Aurora1

Till the Very End, Hashim

I still love you.
I loved you then, I love you now,
And I will always love you - somehow.
This love, a shadow stitched into my soul,
The one thing I can’t rid myself of,
No matter how far you go.

You’re not here beside me anymore,
But I still feel you -
In the silence, in the cold,
In the ache that never grows old.
Years have passed,
But I can’t forget us.
I can\'t move on. I can’t adjust.

I wish you were here.
I’m tired - tired of crying for someone
Who finds comfort in my absence,
While I remain sick,
Trapped in this hell I can\'t escape,
A prisoner to what we were.

I wait. I wonder. I wish.
I crave the impossible -
For my love to be returned,
Though I know it never will be.
Every night, your memory tucks me in,
The last thing on my mind
Before I fall into dreams of what we used to be.

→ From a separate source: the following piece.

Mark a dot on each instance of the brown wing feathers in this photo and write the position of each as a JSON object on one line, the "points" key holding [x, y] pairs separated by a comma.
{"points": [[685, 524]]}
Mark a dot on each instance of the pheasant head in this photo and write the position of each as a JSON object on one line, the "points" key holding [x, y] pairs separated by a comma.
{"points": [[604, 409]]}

No one understands the love I still have for you.
Even I don’t understand it sometimes -
But I never judge myself for it.
Yet one question haunts me still:
What have you ever done to deserve this love,
After all we’ve been through?

I deserved better from you -
Not silence, not distance, not pain.
Not the version of love that left me
Standing alone in the rain.

You failed me when I needed you most.
When my hands trembled, when I broke,
You turned your back on my breaking voice
And left behind nothing but smoke.

Have I been cursed?
To love someone who refuses to see -
To see the truth,
To acknowledge that you were my first love,
And I, yours.

But now you\'ve forgotten.
Forgotten us. Forgotten me.
You\'ve tossed our memories aside
Like they were never your whole world,
Like I wasn’t once your everything.

You didn’t want patience.
You didn’t want me.
You called me repulsive, insufferable -
But I was just struggling.
You showed no grace when I was weak,
Only blame for things I couldn’t control.

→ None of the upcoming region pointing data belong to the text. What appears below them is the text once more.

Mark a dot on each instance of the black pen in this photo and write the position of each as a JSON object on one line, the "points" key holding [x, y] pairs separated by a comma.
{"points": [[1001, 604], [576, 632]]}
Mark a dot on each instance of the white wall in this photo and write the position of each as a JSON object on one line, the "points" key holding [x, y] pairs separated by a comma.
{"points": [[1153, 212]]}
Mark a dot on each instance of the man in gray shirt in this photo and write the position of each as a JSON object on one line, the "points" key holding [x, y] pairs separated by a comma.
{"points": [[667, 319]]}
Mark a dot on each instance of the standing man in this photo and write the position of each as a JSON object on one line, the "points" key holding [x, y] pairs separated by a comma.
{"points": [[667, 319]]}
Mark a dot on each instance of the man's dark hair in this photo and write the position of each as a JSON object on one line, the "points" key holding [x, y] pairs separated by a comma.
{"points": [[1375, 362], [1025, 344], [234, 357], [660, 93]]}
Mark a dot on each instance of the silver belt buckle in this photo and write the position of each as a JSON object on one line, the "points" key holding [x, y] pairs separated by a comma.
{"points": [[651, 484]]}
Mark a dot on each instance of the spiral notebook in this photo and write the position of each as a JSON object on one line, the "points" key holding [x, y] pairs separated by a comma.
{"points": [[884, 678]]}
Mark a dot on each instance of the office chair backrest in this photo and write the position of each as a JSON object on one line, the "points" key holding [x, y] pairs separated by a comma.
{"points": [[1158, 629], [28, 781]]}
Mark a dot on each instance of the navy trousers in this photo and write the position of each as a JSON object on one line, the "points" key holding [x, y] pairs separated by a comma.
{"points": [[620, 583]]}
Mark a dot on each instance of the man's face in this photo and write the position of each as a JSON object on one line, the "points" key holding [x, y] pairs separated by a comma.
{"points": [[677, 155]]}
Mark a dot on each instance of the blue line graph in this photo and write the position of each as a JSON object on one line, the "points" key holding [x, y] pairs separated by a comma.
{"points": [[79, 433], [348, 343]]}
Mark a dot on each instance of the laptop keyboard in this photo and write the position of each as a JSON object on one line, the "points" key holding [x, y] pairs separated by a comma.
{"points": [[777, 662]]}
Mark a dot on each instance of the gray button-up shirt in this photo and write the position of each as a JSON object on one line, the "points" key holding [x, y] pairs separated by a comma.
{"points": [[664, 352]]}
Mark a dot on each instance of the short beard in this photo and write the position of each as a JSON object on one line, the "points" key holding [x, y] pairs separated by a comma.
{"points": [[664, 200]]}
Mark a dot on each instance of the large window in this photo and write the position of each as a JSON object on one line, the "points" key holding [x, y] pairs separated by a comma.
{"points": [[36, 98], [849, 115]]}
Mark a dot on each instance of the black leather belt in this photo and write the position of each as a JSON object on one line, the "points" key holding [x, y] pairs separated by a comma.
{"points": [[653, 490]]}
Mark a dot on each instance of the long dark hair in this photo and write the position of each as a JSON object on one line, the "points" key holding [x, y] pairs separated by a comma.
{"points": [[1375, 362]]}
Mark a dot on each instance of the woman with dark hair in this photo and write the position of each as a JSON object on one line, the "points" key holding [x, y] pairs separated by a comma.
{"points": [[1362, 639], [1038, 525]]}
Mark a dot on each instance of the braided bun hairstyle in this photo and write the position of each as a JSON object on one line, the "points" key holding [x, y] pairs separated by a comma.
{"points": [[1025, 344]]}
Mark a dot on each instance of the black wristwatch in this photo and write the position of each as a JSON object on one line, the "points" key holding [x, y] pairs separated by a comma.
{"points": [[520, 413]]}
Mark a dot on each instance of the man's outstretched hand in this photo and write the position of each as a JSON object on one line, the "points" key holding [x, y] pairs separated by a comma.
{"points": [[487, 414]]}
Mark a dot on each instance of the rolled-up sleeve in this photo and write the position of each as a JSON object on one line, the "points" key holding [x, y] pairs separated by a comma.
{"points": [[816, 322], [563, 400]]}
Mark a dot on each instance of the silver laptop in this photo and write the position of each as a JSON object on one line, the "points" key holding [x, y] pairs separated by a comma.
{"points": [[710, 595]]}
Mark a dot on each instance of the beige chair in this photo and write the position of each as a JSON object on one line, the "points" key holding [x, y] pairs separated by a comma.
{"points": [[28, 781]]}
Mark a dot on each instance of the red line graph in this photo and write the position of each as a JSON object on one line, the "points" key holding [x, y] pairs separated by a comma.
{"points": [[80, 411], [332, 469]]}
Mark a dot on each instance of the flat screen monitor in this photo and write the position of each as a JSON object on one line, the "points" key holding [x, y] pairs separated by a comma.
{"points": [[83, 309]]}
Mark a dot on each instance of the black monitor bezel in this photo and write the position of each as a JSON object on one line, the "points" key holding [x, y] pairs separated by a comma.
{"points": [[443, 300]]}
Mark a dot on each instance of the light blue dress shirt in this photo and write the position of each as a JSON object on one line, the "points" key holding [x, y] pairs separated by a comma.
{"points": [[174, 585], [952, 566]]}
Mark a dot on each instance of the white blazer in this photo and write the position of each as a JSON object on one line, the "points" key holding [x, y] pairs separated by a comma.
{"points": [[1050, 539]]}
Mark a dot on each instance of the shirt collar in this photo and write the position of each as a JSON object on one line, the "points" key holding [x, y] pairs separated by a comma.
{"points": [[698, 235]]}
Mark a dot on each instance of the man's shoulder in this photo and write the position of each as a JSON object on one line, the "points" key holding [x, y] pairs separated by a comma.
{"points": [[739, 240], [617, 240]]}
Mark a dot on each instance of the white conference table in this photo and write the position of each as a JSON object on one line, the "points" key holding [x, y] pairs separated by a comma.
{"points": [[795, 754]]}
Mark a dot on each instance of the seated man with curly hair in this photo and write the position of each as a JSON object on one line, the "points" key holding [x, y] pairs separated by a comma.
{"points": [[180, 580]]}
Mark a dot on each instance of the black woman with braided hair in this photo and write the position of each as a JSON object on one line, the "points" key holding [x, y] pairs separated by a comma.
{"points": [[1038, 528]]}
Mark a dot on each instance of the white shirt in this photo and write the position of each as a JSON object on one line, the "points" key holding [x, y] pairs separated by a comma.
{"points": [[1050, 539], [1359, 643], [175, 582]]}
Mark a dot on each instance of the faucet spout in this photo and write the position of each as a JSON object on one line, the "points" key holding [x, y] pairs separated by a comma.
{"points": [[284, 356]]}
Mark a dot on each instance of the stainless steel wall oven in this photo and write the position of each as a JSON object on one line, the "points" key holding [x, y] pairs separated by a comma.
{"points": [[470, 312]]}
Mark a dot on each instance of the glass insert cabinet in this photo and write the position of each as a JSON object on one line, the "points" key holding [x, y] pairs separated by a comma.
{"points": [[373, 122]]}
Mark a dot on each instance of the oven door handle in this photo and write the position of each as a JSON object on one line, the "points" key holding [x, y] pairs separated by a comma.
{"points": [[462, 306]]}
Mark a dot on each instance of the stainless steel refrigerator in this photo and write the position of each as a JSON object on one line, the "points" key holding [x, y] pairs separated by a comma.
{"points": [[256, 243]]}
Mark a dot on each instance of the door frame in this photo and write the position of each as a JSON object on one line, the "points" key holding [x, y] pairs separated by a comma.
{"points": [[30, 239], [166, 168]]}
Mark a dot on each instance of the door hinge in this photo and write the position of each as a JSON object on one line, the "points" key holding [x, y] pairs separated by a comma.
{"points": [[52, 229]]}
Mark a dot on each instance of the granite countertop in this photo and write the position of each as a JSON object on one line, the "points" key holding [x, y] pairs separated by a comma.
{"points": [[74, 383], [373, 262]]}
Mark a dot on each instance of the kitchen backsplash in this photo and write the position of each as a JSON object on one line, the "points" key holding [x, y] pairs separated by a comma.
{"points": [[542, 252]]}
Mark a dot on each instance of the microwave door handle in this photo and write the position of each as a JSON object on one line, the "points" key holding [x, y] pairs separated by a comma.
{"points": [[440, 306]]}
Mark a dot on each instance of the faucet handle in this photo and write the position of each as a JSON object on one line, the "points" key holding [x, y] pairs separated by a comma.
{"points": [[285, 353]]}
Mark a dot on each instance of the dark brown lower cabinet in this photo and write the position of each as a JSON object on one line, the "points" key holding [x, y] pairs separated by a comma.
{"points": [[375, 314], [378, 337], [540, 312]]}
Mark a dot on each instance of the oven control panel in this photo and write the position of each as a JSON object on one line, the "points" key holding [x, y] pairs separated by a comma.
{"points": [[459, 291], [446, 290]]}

You made me hate this city.
You made me hate myself.
And still -
I know you never deserved the love I gave,
The tears I cried,
The wounds I bled for you.

Yet I will love you
With my bruised heart
Till my last breath -
Even if we never talk again,
Even if I never hear your voice,
Never again feel your arms around me,
Or your lips on my face.

Even if you never say “I love you” again -
Even if you never apologise,
Never put your pride aside,
I’ll never find it in my heart to hate you.

Hashim,
You chose the illusion of greener grass -
But fake things shine the brightest.
The grass is only greener
When you water it.
And you refused to.

So tell me -
Does the other side feel better?
Does it feel real? Raw? True?
Or do you regret trading me
For a lie you sold yourself?

You walked away,
But I stayed -
Still loving you,
Still mourning us,
Still breaking quietly
In the echoes of a love
You refused to fight for.

But just remember this -
I will love you till the very end, Hashim.